This case study will provide you with an opportunity to gain a deeper understanding of the impact of taxation in the daily lives of taxpayers. By considering any and all taxes incurred by a curious client, you will gain a greater appreciation of the extent to which taxes permeate all of our lives. Assignment Facts Your clients, Mr. & Mrs. Harkins (Robert and Amy) have been clients for many years. In your most recent meeting with them, they asked how much you thought they pay out in total taxes over the course of a year. Your tax planning has mainly been focused on reducing their federal and resident state income tax liabilities, so you have never addressed what their ENTIRE tax burden would be over the course of the year. To answer the question, you started to consider what you have learned about them from the previous work you have done. Having completed the clients federal and state income tax returns for tax year 2022, you are aware of the following information: Robert and Amy are both employed and receive wages reported on a Form W-2. Robert receives a salary of $180,000 as an executive at a consulting firm. Amy receives a salary of $200,000 in her position as marketing director of a midsize corporation. Each of them puts aside 10% of their salary pre-tax for their respective retirement plans; Amys company pays a portion of her health insurance (family plan); the remaining $14,000 is taken from her salary pre-tax. The couple has some investment income: interest income of $10,000 and dividend income of $20,000 ($15,000 of which are qualified dividends). In addition, they have capital gains from sales of securities: Short Term = $5,000; Long Term = $20,000 Robert and Amy have two grown children, Melissa (22) and Greg (21). They are both currently in college; however, they have moved back home and are not working. The couple lives in Massachusetts. In addition, they own a vacation home in a neighboring state. Annual real estate taxes are $18,000 and $12,000 for their primary and vacation residences, respectively.

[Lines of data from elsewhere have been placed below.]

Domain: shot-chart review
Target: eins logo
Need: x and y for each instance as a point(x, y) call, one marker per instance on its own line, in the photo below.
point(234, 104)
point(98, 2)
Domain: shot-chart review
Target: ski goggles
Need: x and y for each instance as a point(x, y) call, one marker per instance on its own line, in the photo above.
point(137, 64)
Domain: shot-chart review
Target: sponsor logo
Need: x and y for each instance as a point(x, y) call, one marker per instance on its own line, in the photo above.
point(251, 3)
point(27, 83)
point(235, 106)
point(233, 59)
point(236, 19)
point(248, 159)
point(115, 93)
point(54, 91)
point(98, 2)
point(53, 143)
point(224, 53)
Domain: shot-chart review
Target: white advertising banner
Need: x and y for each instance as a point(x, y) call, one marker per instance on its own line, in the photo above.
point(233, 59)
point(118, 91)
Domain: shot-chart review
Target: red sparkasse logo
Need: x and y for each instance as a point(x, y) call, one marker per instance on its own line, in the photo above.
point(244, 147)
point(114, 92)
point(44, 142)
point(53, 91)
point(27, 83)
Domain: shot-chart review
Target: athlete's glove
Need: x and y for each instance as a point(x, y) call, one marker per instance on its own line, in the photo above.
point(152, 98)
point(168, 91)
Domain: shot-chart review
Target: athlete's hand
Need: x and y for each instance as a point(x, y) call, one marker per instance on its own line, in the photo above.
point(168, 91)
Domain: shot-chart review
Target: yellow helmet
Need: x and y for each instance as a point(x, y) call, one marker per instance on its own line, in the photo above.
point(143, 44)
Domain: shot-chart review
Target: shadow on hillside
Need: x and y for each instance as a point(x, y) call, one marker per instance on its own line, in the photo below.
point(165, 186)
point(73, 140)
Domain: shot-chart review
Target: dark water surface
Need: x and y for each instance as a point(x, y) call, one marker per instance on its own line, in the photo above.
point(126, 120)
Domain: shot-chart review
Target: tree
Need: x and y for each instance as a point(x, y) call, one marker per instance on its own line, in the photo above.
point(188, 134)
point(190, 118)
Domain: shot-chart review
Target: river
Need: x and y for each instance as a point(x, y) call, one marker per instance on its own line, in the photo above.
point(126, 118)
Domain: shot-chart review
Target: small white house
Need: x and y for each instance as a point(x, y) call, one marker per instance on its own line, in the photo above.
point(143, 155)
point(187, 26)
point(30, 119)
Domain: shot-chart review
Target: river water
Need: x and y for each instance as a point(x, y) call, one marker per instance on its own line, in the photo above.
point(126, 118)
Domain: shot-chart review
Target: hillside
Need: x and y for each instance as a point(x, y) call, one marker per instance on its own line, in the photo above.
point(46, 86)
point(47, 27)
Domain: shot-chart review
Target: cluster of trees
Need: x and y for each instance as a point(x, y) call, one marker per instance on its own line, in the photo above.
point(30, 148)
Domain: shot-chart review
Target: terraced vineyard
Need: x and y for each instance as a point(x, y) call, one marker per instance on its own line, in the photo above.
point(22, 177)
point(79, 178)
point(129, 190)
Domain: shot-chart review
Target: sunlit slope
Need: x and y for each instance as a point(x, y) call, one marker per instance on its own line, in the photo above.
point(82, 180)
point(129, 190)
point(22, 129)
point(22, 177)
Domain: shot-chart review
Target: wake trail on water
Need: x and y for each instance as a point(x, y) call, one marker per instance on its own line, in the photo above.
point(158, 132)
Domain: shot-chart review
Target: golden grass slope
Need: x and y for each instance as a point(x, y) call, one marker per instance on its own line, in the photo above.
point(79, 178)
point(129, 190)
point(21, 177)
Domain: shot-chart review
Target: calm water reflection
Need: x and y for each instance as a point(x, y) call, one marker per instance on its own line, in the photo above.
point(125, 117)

Revision Date: 09/2023 2 Based on having known the Harkins for many years, you are aware of the following items which may not be apparent based on a review of their income tax returns: They live a fairly comfortable lifestyle, enjoy dining out, and consume their share of potent potables (booze). Each taxpayer has their own vehicle; none of their driving is business-related. Their children do not contribute to any household expenses which include, among other things, utilities, groceries, liquor, mortgage, real estate taxes. They even have the kids on their mobile phone plan. Each child has their own vehicles and their parents pretty much take care of all the expenses including gas and maintenance. They typically spend four weeks annually at their vacation home. They do not have enough expenses to itemize; they take the standard deduction. Requirements 1. Based on the information provided, are you able to determine the clients combined effective federal and state income tax rate? Assumption: This computation should not consider standard deductions, itemized deductions, or tax credits. 2. Based on the information provided, are you able to determine the clients ENTIRE tax burden (beyond federal and state income taxes) for the year? 3. If not, what additional information would you need from the client in order to determine their entire tax burden for the calendar year? 4. Is there any information that may simply be unavailable? If so, what is it? How might you estimate these amounts?